As informações pessoais foram vazadas nesta segunda (1º) por um perfil que se identifica como sendo do grupo de hackers Anonymous Brasil. Além dos dados de cartões de créditos, foram divulgados números de CPF, telefones e WhatsApp, emails, endereço, renda e bens que seriam das autoridades. Pouco depois as informações foram retiradas do ar.
A “lacração” de alguns usuários na internet, porém, tem seu preço. O ato de fazer compras com o cartão de crédito de outra pessoa, sem autorização, pode ser enquadrado pelo artigo 155 do Código Penal como furto mediante fraude. A lei prevê pena de 2 a 8 anos de reclusão.
Também configura ato criminoso divulgar uma tentativa de transação com o cartão de outra pessoa, mesmo que a compra não tenha sido finalizada. Nesse caso, os usuários podem ser enquadrados no artigo 287 do Código Penal, que prevê pena de 3 a 6 meses de detenção ou multa por apologia ao crime.
Apenas o compartilhamento de informações sigilosas publicadas por terceiros pode configurar ato ilícito, de acordo com a advogada especializada em direito digital Patricia Peck. Nesse caso, o artigo 154 do Código Penal prevê aumento de pena caso as informações sejam do presidente, governadores ou prefeitos. A pena é de três meses a um ano de reclusão ou multa.
“Quem dá mais exposição ou passa adiante uma informação sigilosa também executa a mesma prática, disseminando fatos confidenciais. É como se o usuário tivesse participado da execução da atividade”, diz Peck.
Um dos motivos que faz as pessoas compartilharem tais crimes na internet é a sensação de impunidade no mundo digital, segundo Ronaldo Lemos, advogado e colunista da Folha.
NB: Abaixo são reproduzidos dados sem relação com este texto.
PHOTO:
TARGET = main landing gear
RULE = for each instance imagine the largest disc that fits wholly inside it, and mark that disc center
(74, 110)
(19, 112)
Ele afirma, porém, que no Brasil, as informações nas redes têm sido cada vez mais usadas como prova para o combate de organizações criminosas.
“Tudo que é feito na rede deixa rastros. A internet não é lugar anônimo”, diz Lemos. Mesmo com o uso de um pefil fake, sem nome ou foto verdadeiros, há uma série de possibilidades para identificar o real autor das mensagens, entre elas o rastreamento do endereço de IP (internet protocol, identificação virtual na rede) mediante ordem judicial prévia.
Nesta terça, Bolsonaro classificou a divulgação como “clara medida de intimidação”. Em uma publicação no Facebook, o presidente também disse que está adotando medidas legais contra os responsáveis. O Ministério da Justiça determinou à Polícia Federal a instauração de um inquérito para apurar o vazamento.
Além da família Bolsonaro, também foram expostas dados que seriam da ministra da Mulher, da Família e dos Direitos Humanos, Damares Alves, do ministro da Educação, Abraham Weintraub, e ao deputado estadual Douglas Garcia (PSL-SP).
Um outro perfil também criado pelo Anonymous chegou a publicar fotos de um dos documentos. Um deles mostra o registro de uma empresa digital, com capital social de R$ 1.000, em nome de Bolsonaro e dos filhos. O endereço não foi exposto, mas o grupo incluiu uma foto da casa onde a empresa estaria registrada.